Another popular option to combine with an open bar for only a certain period of time is to follow it up with a limited bar. For example, you can have full cocktails before dinner, but then switch to wine, beer and pop only after dinner.
Offer one or two signature cocktails on a complimentary basis to guests and combine that with a cash bar. That way, you limit the types of liquor and ingredients you have to buy without leaving truly picky drinkers high and dry.
This is where you really want to check with your venue and get a good estimate on your guest list before moving forward. Sourcing your own liquor can save lots of money, but corkage fees may apply, or the venue may disallow it outright. Find this out before you sign a contract with the venue. Just be careful that you don’t buy too much or too little. Perhaps work out a deal with the venue to supply you with emergency alcohol if yours runs out, or have a big after party planned for any leftovers.

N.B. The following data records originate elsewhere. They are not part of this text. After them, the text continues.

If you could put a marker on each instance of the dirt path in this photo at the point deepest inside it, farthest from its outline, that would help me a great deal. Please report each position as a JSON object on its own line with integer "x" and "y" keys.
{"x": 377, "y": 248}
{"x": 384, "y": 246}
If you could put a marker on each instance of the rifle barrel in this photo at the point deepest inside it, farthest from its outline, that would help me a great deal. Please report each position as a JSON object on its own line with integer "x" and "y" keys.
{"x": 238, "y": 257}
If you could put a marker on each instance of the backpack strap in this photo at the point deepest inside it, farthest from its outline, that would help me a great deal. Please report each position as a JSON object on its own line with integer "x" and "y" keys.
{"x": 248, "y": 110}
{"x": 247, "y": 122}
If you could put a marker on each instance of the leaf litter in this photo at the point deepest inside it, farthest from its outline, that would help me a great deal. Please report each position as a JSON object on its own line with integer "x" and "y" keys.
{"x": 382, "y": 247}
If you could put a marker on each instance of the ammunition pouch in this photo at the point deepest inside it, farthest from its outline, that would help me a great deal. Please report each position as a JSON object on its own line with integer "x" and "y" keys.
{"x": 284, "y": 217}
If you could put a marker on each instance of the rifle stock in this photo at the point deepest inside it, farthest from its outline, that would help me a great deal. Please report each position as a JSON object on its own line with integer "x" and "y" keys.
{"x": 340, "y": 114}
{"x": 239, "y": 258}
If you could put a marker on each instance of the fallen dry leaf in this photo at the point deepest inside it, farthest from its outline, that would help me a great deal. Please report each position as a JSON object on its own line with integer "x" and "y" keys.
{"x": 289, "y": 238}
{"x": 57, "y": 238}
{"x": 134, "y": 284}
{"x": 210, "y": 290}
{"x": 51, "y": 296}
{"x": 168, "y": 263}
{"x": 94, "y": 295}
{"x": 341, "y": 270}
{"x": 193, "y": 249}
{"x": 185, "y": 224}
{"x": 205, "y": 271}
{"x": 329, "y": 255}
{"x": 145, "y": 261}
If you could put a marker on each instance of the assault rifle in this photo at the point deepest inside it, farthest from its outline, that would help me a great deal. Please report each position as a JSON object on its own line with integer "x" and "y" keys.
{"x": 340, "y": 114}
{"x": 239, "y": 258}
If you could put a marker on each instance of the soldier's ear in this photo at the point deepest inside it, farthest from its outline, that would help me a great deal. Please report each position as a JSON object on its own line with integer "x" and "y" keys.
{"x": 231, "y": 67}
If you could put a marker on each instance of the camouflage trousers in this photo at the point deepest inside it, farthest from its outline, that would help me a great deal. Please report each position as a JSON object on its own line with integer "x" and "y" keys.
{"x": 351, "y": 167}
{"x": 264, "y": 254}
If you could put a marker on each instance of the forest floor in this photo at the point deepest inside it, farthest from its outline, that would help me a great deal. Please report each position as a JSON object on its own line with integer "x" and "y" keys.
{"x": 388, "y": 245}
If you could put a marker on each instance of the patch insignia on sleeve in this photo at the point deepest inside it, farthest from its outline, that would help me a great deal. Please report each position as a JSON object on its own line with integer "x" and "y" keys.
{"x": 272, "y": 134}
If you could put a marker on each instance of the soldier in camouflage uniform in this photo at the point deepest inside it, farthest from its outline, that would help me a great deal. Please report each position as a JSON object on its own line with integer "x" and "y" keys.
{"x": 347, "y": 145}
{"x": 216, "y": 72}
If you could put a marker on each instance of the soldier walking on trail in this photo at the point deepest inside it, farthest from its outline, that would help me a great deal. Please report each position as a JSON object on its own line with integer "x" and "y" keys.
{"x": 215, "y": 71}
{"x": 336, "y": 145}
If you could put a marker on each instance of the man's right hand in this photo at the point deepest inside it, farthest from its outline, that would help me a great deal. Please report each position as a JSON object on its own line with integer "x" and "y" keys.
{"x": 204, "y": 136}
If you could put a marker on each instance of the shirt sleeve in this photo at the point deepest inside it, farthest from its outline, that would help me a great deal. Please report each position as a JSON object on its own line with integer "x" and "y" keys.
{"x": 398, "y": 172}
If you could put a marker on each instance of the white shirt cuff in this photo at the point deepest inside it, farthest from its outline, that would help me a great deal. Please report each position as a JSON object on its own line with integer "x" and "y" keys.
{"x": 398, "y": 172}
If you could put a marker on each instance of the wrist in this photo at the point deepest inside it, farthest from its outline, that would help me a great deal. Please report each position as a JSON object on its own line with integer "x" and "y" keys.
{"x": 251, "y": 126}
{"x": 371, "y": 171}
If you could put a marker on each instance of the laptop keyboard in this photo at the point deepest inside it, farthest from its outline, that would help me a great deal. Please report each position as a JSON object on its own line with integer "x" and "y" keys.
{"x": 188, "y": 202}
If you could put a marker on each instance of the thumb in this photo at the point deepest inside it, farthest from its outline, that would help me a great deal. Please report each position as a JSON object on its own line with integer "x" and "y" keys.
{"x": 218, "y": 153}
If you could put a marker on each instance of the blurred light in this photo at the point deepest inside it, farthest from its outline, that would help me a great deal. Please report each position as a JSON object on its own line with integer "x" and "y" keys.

The best way to save when going wholesale and sourcing your own liquor is to keep it simple Get one beer, one white wine, one red wine and one type of gin, vodka and rum. Get as many champagne bottles as you’ll need for each table. Hopefully, the venue will be able to cut you a deal on mixers, such as tonic and soda.
Don’t Forget to Tip
At the end of the night, you’ll owe your caterer or whoever served your food and drink about 15 to 20 percent on top of the final bill. Don’t forget to factor this into your overall expenses.
To avoid long lines, consider having two or more bar locations-even if one just serves beer or wine. This may cost you more, but it’ll be worth it. And, of course, make sure that the establishment is properly licenced and that your guests have proper ID.